I graduated in 2003 after four militarily-undistinguished years. I never had more than 2 bars and it never bothered me. Elec Eng was heavy throughout but I really enjoyed it, learning a ton from terrific profs such as Drs Amari, Johnson and “Power” John. Music was my main outlet from academics.

I loved running the pipe band with Andrew Michener and my good friend Matthew Wereley in 4th year, and I loved getting up to play the fiddle every once in awhile at the Tir Nan Og, with my friends pounding beers, shouting encouragement and singing along.

The fiteness pillar was always the most daunting for me. I was on remedial PT for enough of my first year to realize that once I got off it, I never wanted to return. In that sense, I suppose it achieved its aim. RMCPPT tests always worried me much more than any exam ever did.

I served 18+ years in the CAF as a Signals Officer in the Army. I had postings in Edmonton, Kingston, Petawawa and Ottawa, and spent more months than I care to remember in Wainwright. I have great memories from my two deployments to Afghanistan and my time with the special forces community. Several years ago I went back to RMC for what used to be the MDEM degree with Dr Joey Bray patiently prodding me through my radar/EM research.

I recently retired from the CAF in 2018 as a Major.

Very soon after, I went to work as a radio frequency engineer with the Quality Engineering Test Establishment in Gatineau QC. As part of the Emissions Security group, I help run electromagnetic emissions testing on a variety of CAF platforms and CIS equipment.

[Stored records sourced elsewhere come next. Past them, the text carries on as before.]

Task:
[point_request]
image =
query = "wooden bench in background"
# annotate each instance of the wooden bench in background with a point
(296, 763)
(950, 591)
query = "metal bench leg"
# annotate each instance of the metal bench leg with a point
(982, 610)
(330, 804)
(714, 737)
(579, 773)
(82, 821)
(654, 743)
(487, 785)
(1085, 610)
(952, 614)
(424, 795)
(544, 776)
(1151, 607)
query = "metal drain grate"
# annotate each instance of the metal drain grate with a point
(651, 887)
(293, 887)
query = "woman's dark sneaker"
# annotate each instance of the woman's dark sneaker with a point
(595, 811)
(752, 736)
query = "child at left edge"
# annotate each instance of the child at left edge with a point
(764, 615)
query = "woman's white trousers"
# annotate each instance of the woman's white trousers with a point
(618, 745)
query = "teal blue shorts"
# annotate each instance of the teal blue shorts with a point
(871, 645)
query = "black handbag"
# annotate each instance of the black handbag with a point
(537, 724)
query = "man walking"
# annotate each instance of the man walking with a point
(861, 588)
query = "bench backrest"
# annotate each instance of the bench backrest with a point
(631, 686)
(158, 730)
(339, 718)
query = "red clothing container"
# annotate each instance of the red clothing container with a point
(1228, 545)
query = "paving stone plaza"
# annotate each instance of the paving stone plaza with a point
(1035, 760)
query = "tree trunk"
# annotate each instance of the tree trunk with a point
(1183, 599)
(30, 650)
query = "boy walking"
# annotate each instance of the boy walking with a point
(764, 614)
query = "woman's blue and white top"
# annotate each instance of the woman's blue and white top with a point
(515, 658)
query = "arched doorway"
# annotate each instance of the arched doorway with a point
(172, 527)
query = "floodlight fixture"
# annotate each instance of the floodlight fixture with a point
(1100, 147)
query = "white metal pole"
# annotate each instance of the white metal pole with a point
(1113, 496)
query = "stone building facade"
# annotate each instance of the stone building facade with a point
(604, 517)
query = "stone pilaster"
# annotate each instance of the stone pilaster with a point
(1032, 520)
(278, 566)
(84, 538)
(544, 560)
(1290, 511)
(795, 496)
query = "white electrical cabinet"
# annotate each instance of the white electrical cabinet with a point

This new path represents a return to my academic roots. My wife Natasha and I moved out to the country and are putting down roots as we continue our respective careers.

Somewhere in my 4th-year archives, I have an email from my classmate Jason Martin nominating me for Class Secretary. He cited my IT skills (if only he knew) and the fact that I had thrown a couple of good barn parties for our classmates (those were  good times, even though I lost my watch in a field somewhere) as qualifying me for the job.

If there’s one thing I tried to do consistently as an RMC cadet, if not always graciously, it was to help my friends when they asked. I knew it was a responsibility that would grow with time and wanted to help, so here we are.”